Once in the West begins with a poem called “Prayer” that extends itself to readers, inviting those “blurred // by anxiety / or despair” to these pages and, maybe, “find / here // a trace / of peace.” Wiman joins in centuries of raised voices seeking peace amidst pain, joining those constrained by anxiety, those both endeared to and fearful of their loneliness and finitude. Throughout the book, “prayer” surfaces always in confliction, disappointment, frustration, always in its guttural origins. But Wiman’s call to prayer receives only silence, again and again. In one poem, “I will not violate my silence with prayer.” And in another “I tried to cry out in the old way / of thanksgiving, ritual lamentation, rockshriek of joy. / There was no answer. Had there ever been?” The guttural origins descend from our ancestors, but our methods of expression innovate themselves. Not unlike poetry.
So much in Once in the West collapses in on itself, is unlearning, un-becoming and therefore, paradoxically, becoming a fuller—perhaps more original, pure, Platonic—version of itself. In one poem “believe in nothing but the fact of absence.” And elsewhere “a purity // of emptiness you had to admire.” Or simply, “I felt nothing.” Antitheticals are bound to one another: “whisper-rupture” and “feathery detonation.” Definitions obliterate themselves: “too meaningful / to mean.” Forms become their original forms: “sun before sun: undawn.”
Everything is paradox and that paradox, if it wasn’t so evasive and even ethereal, might be or offer or explain god. The unmeaning, meaninglessness of our lives is so intimately infused with moments of intense meaning. “Meaning” defines itself in an instant—this matters. But often that’s all we’re given, little synaptic, surging introspections that fire and abandon. Why it matters escapes us simultaneous with asking “why?” Temporality, presence, a flash and spark and light quickly waning in darkness. Wiman calls this grace. Memory proceeds out in imitation, gradations. It serves us, but mostly it fails. What else do we have though?
So much life in this poem
so much salvageable and saving love
but it is I fear I swear I tear open
what heart I have left
to keep it from being
and beating and bearing down upon me.
Poetry is prayer. Is the act of calling out, bearing witness, exposing our groan so as to share in the universal groan, which is both pained and loving. “This cry I am inside / is not mine.” Language is an act of hope rising out of its limitations, its human origins. Language is that atom of grace and the extrapolating imitations and memorials.

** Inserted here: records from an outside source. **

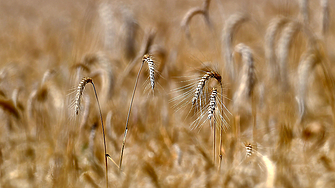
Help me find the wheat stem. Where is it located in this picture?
[119,58,145,171]
[75,78,108,188]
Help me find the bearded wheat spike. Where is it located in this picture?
[75,77,92,115]
[297,54,317,121]
[265,17,290,78]
[222,14,248,80]
[192,71,222,105]
[142,54,155,89]
[75,77,108,188]
[119,54,155,171]
[321,0,329,34]
[277,22,301,87]
[235,43,256,97]
[245,143,253,157]
[299,0,309,24]
[208,88,218,119]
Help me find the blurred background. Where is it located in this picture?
[0,0,335,188]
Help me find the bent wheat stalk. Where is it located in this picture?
[234,43,257,143]
[75,77,108,188]
[119,54,155,171]
[181,0,211,37]
[208,88,221,163]
[222,14,248,81]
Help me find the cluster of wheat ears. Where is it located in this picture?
[0,0,335,188]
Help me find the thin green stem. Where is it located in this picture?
[119,61,144,171]
[91,81,108,188]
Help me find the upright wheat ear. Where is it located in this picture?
[142,54,155,89]
[208,88,218,119]
[119,54,155,171]
[265,17,290,79]
[192,71,222,105]
[321,0,329,34]
[75,77,108,188]
[296,54,318,123]
[222,14,248,80]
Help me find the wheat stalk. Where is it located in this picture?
[143,54,155,89]
[119,54,155,171]
[75,77,108,188]
[296,54,317,122]
[181,0,211,37]
[320,0,329,35]
[192,71,222,105]
[222,14,248,81]
[208,88,221,163]
[277,22,301,88]
[264,17,290,79]
[234,43,257,143]
[299,0,309,25]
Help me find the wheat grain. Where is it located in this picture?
[75,77,108,188]
[299,0,309,25]
[142,54,155,89]
[181,0,211,37]
[277,22,301,88]
[264,17,290,79]
[192,71,222,105]
[235,43,256,97]
[222,14,248,80]
[320,0,329,34]
[75,77,92,115]
[245,143,253,157]
[297,54,317,121]
[208,88,218,119]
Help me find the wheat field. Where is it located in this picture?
[0,0,335,188]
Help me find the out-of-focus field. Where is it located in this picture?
[0,0,335,188]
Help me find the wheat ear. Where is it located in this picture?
[192,71,222,105]
[296,54,317,123]
[75,77,108,188]
[208,88,221,163]
[321,0,329,34]
[277,22,301,88]
[234,43,257,143]
[265,17,290,79]
[119,54,155,171]
[299,0,309,25]
[222,14,248,80]
[181,0,211,37]
[143,54,155,89]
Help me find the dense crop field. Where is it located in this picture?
[0,0,335,188]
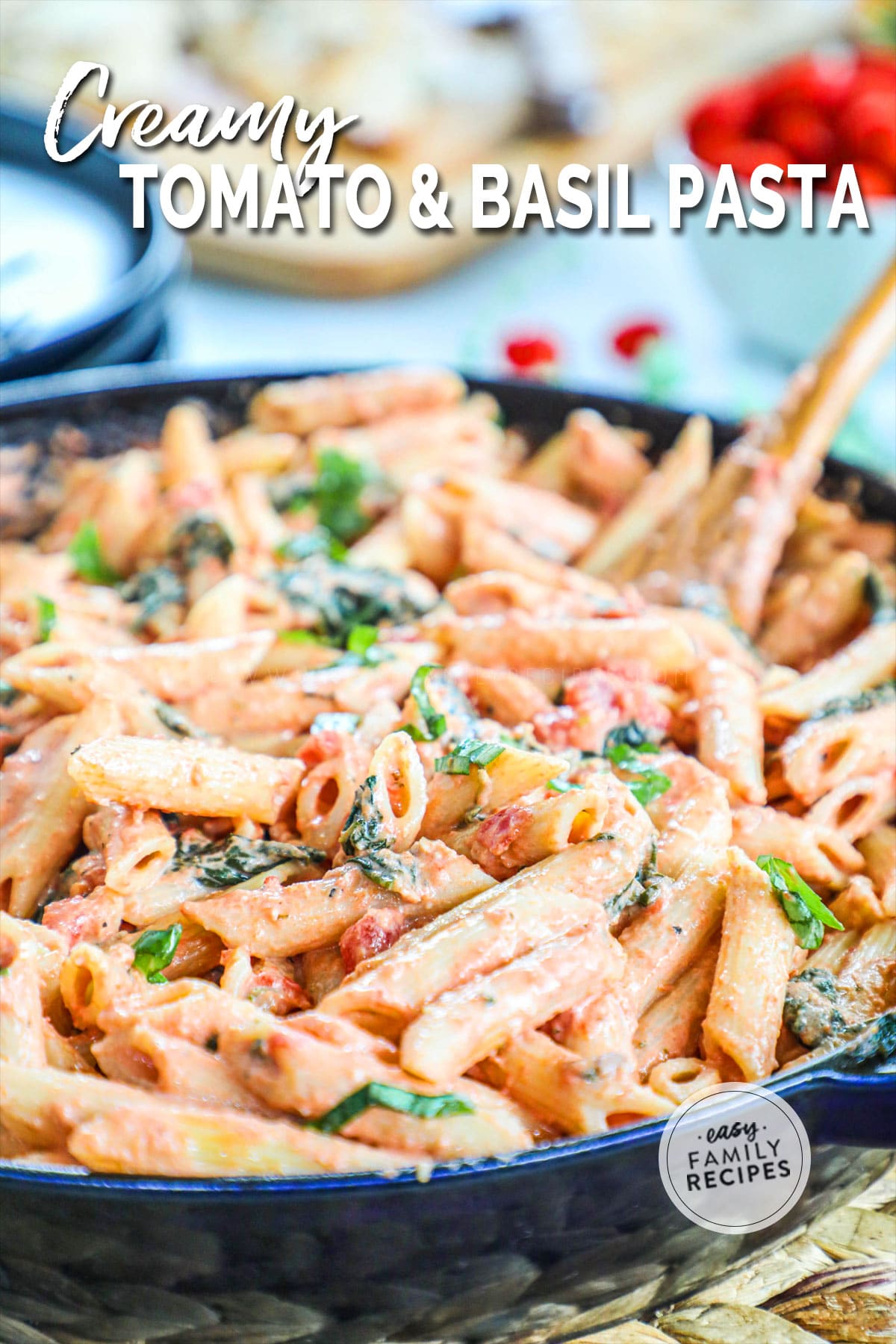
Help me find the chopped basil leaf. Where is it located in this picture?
[679,583,755,652]
[594,835,668,919]
[348,850,417,897]
[168,514,234,570]
[156,700,210,738]
[806,680,896,723]
[411,662,447,742]
[175,835,326,891]
[118,564,187,632]
[345,625,379,657]
[309,709,361,732]
[69,523,121,586]
[277,630,335,648]
[311,1083,473,1134]
[435,738,505,774]
[756,853,844,951]
[783,966,846,1050]
[274,527,348,561]
[0,677,22,709]
[865,564,896,625]
[603,742,672,808]
[134,924,184,985]
[35,593,57,644]
[313,447,371,541]
[603,719,659,759]
[275,555,432,648]
[338,774,387,857]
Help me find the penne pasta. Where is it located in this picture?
[703,850,797,1082]
[69,736,302,821]
[693,659,765,803]
[0,365,896,1177]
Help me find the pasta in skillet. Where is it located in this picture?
[0,370,896,1176]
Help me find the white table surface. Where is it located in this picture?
[169,178,896,472]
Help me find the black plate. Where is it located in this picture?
[0,106,184,380]
[0,367,896,1344]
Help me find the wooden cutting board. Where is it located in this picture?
[178,0,844,296]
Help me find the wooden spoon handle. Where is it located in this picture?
[762,258,896,461]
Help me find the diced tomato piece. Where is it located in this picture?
[532,669,671,751]
[338,906,405,974]
[504,336,559,373]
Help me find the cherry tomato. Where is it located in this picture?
[612,321,665,359]
[839,90,896,172]
[685,84,756,144]
[763,102,836,164]
[756,57,856,111]
[721,140,791,178]
[504,336,558,373]
[853,160,896,196]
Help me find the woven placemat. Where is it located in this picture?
[0,1164,896,1344]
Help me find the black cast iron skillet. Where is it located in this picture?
[0,367,896,1344]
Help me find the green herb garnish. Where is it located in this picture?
[311,1083,473,1134]
[603,719,659,759]
[345,625,379,659]
[155,700,210,738]
[308,709,361,732]
[274,527,348,561]
[0,677,22,709]
[277,630,333,649]
[806,682,896,723]
[435,738,506,774]
[756,853,844,951]
[118,564,187,632]
[411,662,447,742]
[313,447,371,543]
[35,593,57,644]
[177,835,326,891]
[864,564,896,625]
[338,774,387,857]
[134,924,184,985]
[603,723,672,808]
[168,514,234,570]
[348,848,417,894]
[69,523,121,588]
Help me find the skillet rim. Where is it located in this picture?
[0,360,896,1203]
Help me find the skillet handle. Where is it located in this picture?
[778,1060,896,1148]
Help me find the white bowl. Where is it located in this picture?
[657,133,896,360]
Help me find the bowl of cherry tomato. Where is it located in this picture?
[669,47,896,359]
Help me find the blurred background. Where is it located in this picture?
[0,0,896,472]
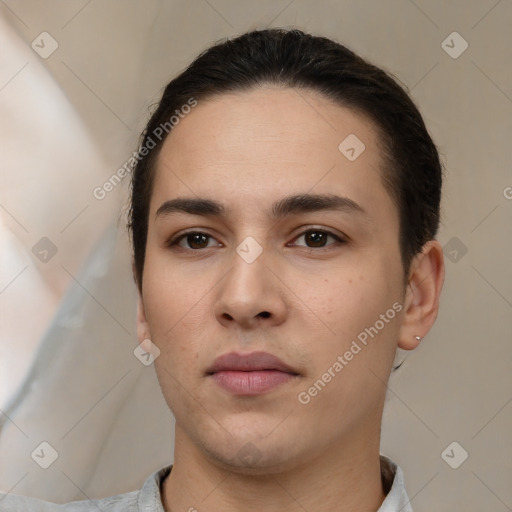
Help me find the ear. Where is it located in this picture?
[398,240,444,350]
[137,291,151,343]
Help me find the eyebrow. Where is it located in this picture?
[155,194,366,219]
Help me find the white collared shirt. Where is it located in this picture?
[0,455,413,512]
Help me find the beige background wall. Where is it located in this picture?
[0,0,512,512]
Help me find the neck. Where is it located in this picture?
[162,425,385,512]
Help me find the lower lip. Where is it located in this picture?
[212,370,294,396]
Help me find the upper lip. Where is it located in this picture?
[206,352,298,375]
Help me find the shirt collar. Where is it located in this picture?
[137,455,413,512]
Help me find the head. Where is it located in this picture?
[129,29,443,470]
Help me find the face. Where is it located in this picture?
[138,88,405,473]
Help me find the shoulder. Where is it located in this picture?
[0,466,172,512]
[0,491,139,512]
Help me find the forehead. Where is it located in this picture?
[150,87,396,226]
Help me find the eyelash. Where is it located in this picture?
[166,228,347,252]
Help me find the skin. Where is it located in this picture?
[137,87,444,512]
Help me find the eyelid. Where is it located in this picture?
[165,225,349,252]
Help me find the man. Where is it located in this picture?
[0,29,444,512]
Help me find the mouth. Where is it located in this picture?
[206,352,299,396]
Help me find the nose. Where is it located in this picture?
[215,242,287,330]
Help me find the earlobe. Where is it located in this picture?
[398,240,444,350]
[137,292,151,343]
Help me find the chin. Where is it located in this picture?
[201,432,301,476]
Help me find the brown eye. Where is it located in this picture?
[295,229,344,249]
[168,231,217,250]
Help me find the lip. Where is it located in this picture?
[206,352,299,396]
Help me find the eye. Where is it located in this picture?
[167,231,221,250]
[295,229,346,249]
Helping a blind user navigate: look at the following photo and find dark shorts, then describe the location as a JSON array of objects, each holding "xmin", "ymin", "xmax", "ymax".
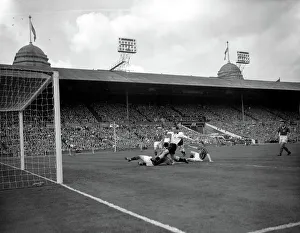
[
  {"xmin": 168, "ymin": 143, "xmax": 177, "ymax": 155},
  {"xmin": 178, "ymin": 139, "xmax": 183, "ymax": 146},
  {"xmin": 164, "ymin": 142, "xmax": 169, "ymax": 148}
]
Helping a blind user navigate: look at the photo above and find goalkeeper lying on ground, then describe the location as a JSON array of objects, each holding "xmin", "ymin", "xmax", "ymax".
[
  {"xmin": 187, "ymin": 141, "xmax": 213, "ymax": 162},
  {"xmin": 125, "ymin": 155, "xmax": 173, "ymax": 167}
]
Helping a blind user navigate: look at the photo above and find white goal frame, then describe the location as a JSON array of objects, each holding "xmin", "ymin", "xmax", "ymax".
[{"xmin": 0, "ymin": 65, "xmax": 63, "ymax": 184}]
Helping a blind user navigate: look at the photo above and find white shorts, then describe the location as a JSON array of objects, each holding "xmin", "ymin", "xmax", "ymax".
[
  {"xmin": 140, "ymin": 155, "xmax": 153, "ymax": 167},
  {"xmin": 190, "ymin": 151, "xmax": 202, "ymax": 161},
  {"xmin": 154, "ymin": 142, "xmax": 162, "ymax": 150},
  {"xmin": 164, "ymin": 138, "xmax": 170, "ymax": 143},
  {"xmin": 279, "ymin": 135, "xmax": 287, "ymax": 143}
]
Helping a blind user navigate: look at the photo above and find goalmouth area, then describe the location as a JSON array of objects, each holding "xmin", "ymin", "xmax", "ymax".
[
  {"xmin": 0, "ymin": 144, "xmax": 300, "ymax": 233},
  {"xmin": 0, "ymin": 66, "xmax": 300, "ymax": 233}
]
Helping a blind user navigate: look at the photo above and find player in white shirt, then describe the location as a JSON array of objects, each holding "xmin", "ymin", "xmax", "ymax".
[
  {"xmin": 155, "ymin": 126, "xmax": 194, "ymax": 163},
  {"xmin": 125, "ymin": 155, "xmax": 173, "ymax": 167}
]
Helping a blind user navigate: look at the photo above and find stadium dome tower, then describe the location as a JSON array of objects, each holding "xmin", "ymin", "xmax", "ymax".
[
  {"xmin": 218, "ymin": 62, "xmax": 244, "ymax": 79},
  {"xmin": 13, "ymin": 43, "xmax": 51, "ymax": 69}
]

“Coming into the kingdom / I was like a man grown old in banishment, / a creature of hearsay and habit, prayerless, porous, a survival of myself.” But before there is kingdom, there is soil, Sisyphean sweat, skin. There is no conclusion, no transcendence, no revelation. Instead, an act of rebellion, a refusal to transcend and to instead remain in a moment that matters, that is: human connection. “Like the constellations / of kinetic quiet // that bound us beyond us . . . And I held your hand.”